Les habitants ne s’attendaient pas à cette nouvelle et ont donc demandé des explications via une lettre écrite. “Les habitants de Saint-Denis se permettent de vous envoyer ce courrier suite à leur étonnement de découvrir, le 17 novembre, sur un poteau de notre village, un avis d’octroi pour un permis de bâtir, daté au 09 septembre 2022 alors que nous étions, dans notre compréhension des choses, dans une phase de concertation avec la ville de Mons”, écrivent-ils au collège communal avant de poursuivre.

Vous avez reçu de nombreux courriers de citoyens de Saint-Denis qui exprimaient leur désapprobation sur ce projet et vous avez certainement vu les articles de presse relayant nos actions. Vous avez aussi reçu une pétition signée par près de 500 habitants contre l’ampleur de ce projet. À notre grand étonnement, lors du conseil communal de Mons ce mardi 22 novembre, ce sont les habitants de Saint-Denis présents qui vous ont informé que le permis de bâtir avait été accordé par votre échevin de l’urbanisme au nom du collège. Vous étiez donc visiblement surpris “aussi” de la tournure des événements.

Les citoyens avaient eu la possibilité d’en savoir plus sur le projet à travers une réunion d’information. Ils pensaient que le promoteur tiendrait ensuite compte de leurs remarques pour modifier les plans. Ils ont finalement l’impression d’avoir été grugés. Ils réclament donc des informations de la part de la Ville de Mons et une éventuelle marge de manœuvre pour pouvoir se retourner.

La Ville de Mons ne peut, de son côté, pas refuser l’ensemble des projets sous peine de voir sa décision cassée en recours.
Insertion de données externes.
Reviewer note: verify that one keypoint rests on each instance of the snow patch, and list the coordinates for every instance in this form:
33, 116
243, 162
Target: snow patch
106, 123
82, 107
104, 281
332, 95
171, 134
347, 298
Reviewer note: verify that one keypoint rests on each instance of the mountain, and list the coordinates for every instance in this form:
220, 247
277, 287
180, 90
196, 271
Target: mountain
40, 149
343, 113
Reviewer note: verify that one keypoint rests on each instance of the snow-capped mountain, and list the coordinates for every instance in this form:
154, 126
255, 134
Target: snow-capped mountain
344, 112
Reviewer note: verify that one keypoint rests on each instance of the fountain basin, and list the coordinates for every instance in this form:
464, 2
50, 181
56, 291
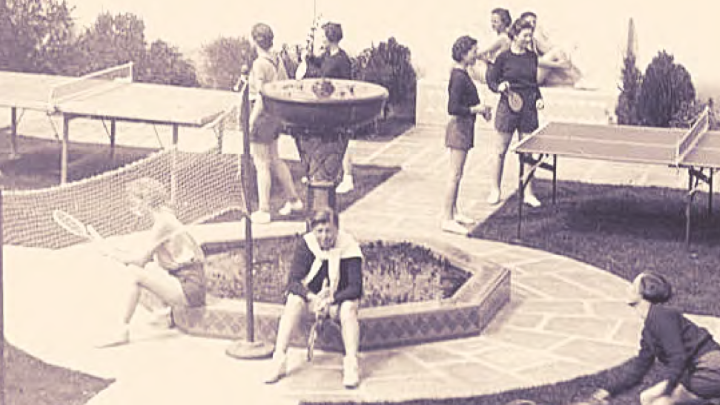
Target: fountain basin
317, 104
466, 313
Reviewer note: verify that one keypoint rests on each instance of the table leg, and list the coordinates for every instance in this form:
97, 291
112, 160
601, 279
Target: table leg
710, 191
521, 193
688, 208
112, 137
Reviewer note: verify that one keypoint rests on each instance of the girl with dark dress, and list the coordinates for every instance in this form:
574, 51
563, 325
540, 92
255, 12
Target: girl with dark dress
514, 69
690, 354
463, 105
334, 63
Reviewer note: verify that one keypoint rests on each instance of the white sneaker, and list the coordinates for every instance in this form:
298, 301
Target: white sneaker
117, 337
260, 217
532, 201
278, 368
346, 185
494, 197
351, 374
452, 226
463, 219
162, 318
290, 207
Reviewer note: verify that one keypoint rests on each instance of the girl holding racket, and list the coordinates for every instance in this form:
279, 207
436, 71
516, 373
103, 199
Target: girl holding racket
514, 75
170, 264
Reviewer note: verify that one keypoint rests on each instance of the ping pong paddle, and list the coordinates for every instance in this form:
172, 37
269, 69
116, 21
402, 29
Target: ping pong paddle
514, 100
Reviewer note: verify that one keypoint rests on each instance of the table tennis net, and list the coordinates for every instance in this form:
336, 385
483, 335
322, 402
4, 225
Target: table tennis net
203, 186
691, 137
95, 82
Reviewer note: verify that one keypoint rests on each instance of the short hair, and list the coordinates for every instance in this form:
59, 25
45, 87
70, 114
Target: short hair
654, 287
462, 46
333, 31
323, 216
517, 26
504, 15
263, 35
527, 14
150, 191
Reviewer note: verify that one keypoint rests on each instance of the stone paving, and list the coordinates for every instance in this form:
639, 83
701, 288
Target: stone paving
565, 318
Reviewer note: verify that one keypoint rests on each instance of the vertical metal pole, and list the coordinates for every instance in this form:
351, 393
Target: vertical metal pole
521, 194
554, 179
688, 206
221, 134
246, 171
113, 125
710, 191
3, 368
64, 149
13, 132
173, 171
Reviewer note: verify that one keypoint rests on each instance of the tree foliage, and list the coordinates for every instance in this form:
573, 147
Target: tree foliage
222, 61
113, 40
666, 89
37, 36
389, 65
164, 64
626, 109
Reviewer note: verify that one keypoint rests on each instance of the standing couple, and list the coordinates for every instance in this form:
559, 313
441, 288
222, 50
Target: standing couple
515, 69
265, 129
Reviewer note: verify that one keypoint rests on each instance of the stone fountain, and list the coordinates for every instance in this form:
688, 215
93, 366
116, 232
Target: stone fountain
321, 115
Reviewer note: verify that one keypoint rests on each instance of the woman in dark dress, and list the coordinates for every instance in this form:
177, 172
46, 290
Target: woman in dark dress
514, 69
463, 105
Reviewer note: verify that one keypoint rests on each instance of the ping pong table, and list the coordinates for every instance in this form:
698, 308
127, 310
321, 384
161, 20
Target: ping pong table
111, 95
697, 150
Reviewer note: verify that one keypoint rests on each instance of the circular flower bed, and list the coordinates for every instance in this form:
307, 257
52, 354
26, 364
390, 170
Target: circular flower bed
393, 273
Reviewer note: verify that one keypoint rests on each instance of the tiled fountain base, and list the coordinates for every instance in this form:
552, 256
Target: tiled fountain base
466, 313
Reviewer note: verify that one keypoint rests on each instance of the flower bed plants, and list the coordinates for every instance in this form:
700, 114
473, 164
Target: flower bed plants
393, 272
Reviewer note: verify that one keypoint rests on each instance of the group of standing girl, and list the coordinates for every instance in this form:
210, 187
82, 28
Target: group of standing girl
514, 68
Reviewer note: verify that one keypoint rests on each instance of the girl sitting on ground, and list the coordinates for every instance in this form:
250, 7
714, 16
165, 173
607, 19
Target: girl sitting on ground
170, 264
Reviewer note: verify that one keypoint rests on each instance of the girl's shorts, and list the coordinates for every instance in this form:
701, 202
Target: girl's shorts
192, 280
460, 132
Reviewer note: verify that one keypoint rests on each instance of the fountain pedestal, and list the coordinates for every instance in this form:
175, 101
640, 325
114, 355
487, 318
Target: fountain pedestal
321, 114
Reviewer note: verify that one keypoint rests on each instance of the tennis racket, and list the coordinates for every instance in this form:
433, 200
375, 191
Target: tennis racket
319, 322
514, 100
75, 226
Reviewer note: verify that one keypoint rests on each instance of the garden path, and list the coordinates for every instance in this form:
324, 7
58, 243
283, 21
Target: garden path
565, 318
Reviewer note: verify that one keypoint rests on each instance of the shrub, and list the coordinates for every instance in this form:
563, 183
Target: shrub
164, 64
626, 110
222, 61
112, 40
665, 88
37, 36
388, 64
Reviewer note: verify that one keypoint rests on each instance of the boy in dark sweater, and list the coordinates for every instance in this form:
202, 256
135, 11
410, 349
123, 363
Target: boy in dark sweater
690, 354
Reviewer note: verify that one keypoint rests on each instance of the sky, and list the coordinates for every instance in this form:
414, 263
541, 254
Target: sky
596, 29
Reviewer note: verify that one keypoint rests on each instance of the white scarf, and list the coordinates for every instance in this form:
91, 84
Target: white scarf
345, 247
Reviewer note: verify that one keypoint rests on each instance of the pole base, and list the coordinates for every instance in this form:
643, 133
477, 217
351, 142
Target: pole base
245, 350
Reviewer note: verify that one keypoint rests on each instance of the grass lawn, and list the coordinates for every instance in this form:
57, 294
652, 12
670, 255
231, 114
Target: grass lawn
623, 230
29, 381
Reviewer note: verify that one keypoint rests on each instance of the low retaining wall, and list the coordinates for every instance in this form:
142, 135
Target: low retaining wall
466, 313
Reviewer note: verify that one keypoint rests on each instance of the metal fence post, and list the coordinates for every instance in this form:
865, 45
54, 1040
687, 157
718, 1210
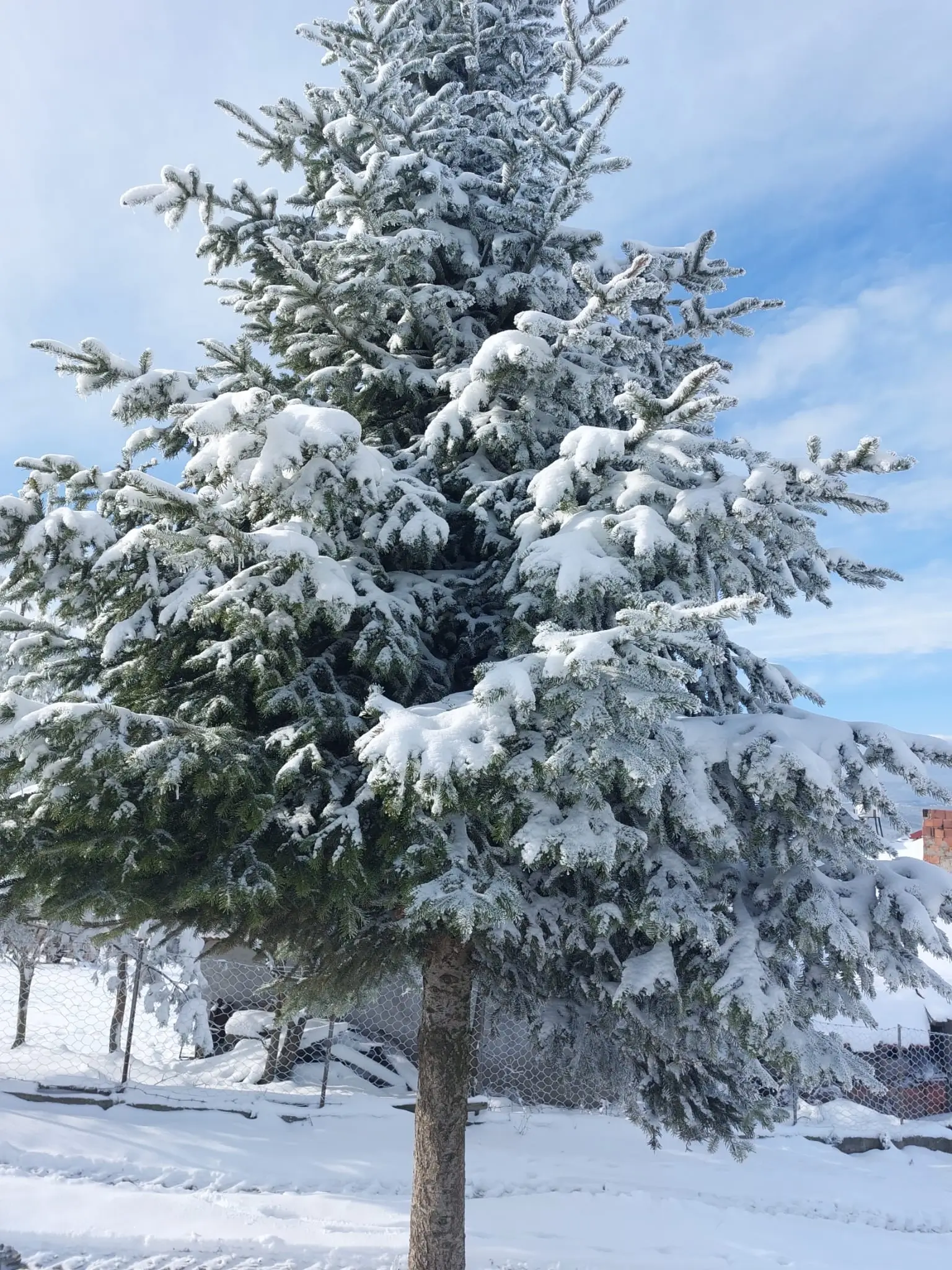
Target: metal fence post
136, 981
327, 1061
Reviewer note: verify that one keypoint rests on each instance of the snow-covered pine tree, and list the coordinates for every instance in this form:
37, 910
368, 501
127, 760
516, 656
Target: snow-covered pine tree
423, 657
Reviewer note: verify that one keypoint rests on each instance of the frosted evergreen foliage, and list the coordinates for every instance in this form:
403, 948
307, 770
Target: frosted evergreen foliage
430, 631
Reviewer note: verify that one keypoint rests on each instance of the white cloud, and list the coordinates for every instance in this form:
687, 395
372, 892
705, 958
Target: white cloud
785, 361
794, 99
874, 366
909, 618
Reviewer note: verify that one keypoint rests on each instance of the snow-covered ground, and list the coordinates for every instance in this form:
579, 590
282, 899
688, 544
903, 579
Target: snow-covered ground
121, 1188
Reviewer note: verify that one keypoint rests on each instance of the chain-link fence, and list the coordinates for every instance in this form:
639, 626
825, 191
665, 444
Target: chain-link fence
224, 1024
912, 1070
127, 1019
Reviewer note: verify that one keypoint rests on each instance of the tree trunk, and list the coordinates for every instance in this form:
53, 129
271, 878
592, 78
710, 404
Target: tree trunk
284, 1067
273, 1048
122, 981
22, 1002
438, 1206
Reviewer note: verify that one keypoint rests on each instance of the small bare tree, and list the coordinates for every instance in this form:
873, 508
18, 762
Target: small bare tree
25, 940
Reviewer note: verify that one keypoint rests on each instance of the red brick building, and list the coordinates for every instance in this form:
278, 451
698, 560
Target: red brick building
937, 837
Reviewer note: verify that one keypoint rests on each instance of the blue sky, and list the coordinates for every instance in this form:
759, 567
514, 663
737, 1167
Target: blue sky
813, 135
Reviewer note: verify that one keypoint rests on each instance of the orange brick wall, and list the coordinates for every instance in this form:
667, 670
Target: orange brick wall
937, 837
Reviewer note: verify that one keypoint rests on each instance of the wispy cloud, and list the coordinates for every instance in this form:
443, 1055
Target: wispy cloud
909, 618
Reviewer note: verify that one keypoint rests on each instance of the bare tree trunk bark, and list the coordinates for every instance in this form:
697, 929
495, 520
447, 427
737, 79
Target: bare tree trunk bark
287, 1059
122, 984
22, 1003
438, 1206
271, 1061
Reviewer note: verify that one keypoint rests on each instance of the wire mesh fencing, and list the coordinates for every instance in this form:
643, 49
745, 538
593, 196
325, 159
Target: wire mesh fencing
910, 1068
126, 1019
224, 1024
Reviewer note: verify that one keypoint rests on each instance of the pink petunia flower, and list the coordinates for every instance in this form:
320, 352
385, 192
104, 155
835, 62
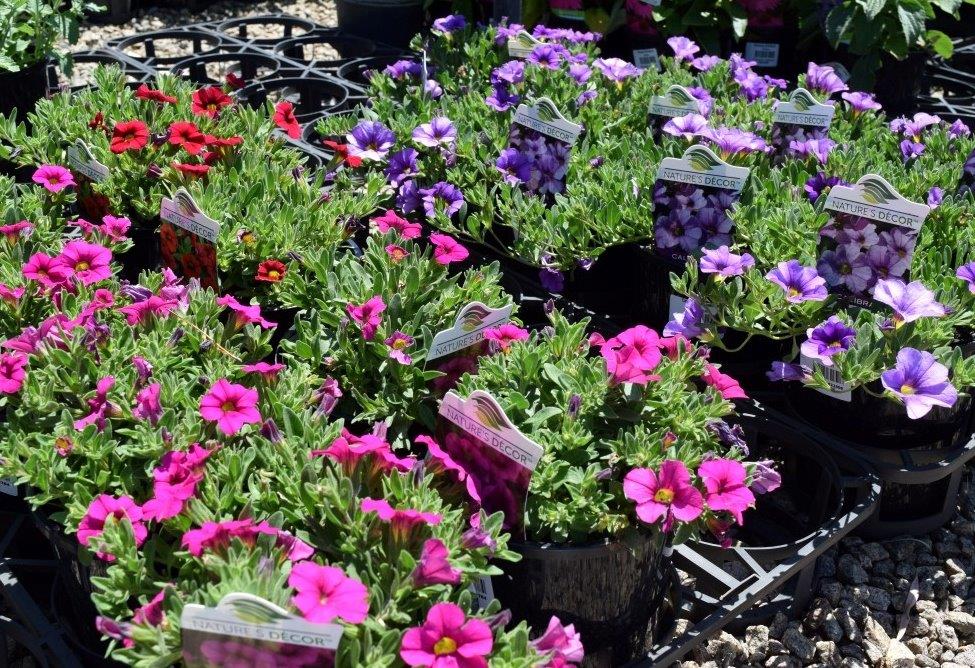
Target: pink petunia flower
447, 639
101, 508
668, 495
13, 370
446, 249
54, 178
324, 593
367, 316
726, 485
230, 405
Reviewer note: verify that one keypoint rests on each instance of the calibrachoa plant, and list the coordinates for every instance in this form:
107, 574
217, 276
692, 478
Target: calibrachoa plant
634, 430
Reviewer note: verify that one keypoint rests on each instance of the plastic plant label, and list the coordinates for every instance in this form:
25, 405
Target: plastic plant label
839, 389
765, 54
870, 235
81, 160
521, 44
691, 198
244, 629
677, 101
646, 59
188, 239
478, 435
543, 135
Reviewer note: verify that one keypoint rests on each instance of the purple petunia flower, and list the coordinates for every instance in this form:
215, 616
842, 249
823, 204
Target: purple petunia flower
724, 263
402, 166
616, 69
800, 284
438, 132
824, 79
909, 301
920, 381
827, 339
860, 102
370, 140
688, 127
448, 196
689, 323
515, 165
684, 49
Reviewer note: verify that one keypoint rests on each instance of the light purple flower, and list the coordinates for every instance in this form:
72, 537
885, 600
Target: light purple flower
724, 263
688, 127
827, 339
684, 49
909, 301
370, 140
800, 284
438, 132
920, 381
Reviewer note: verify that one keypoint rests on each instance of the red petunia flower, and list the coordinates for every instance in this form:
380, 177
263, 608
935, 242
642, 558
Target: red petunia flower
129, 136
209, 101
284, 118
271, 271
342, 150
187, 135
146, 93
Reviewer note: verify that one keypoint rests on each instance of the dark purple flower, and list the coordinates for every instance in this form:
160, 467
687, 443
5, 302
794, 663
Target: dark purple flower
800, 284
515, 165
920, 381
827, 339
824, 79
448, 196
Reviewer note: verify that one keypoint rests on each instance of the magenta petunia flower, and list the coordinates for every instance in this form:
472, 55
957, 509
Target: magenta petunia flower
89, 263
367, 316
230, 405
799, 283
827, 339
324, 593
447, 639
13, 370
54, 178
669, 495
433, 566
446, 249
725, 264
99, 510
910, 301
920, 381
725, 483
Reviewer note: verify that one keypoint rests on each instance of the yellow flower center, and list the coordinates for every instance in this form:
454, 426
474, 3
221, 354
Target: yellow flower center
664, 495
445, 646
Des choix ont donc dû être opérés. “Le projet se situe dans un terrain constructible, en zone d’habitat, et est donc, de toute façon, voué à faire l’objet de projets immobiliers”, répond la Ville de Mons “Si l’on s’oppose à un projet, il faut des arguments fondés sous peine que la décision de la ville soit cassée en recours. C’est donc logique pour l’autorité de permettre que des projets y voient le jour. La demande de logements est forte à Mons, il faut pouvoir y répondre d’une façon ou d’une autre.

La volonté de la Ville n’est cependant pas de gruger les habitants, bien au contraire. “Il n’a en aucun cas été question de “faire passer ce dossier en douce”. Au contraire, cette demande de permis a fait l’objet d’une très large publicité. Il a fait l’objet de deux enquêtes publiques et d’une réunion avec des représentants des riverains organisée par l’échevin de l’Urbanisme, qui a été attentif à concilier les différentes visions et à entendre les observations des riverains”, poursuit la Ville de Mons. “Toutes les observations reçues ont été considérées. Pour preuve, par deux fois, la ville a demandé aux investisseurs de modifier leur projet, d’abord en diminuant le nombre de logements prévus (le nombre de maisons unifamiliales a été réduit à 20 unités tandis que le nombre d’appartements a été réduit à 8. Avec, pour conséquence, la diminution du volume de l’immeuble à appartement, dont la hauteur avait également fait l’objet de différentes réclamations). Ensuite, en veillant à une meilleure intégration du projet dans le contexte bâti, en modifiant sensiblement son architecture pour arriver à une réinterprétation contemporaine du corps de ferme que l’on peut retrouver typiquement dans les environs.

Le projet a donc évolué pour prendre en compte l’avis des riverains et du promoteur. Des discussions sont encore en cours et devraient aboutir dans les prochaines semaines. “Au regard de l’évolution du dossier et de l’affinage très qualitatif de ce projet, du besoin en création de logements de qualité, du caractère constructible de la parcelle, le collège a effectivement répondu favorablement”, conclut la Ville de Mons.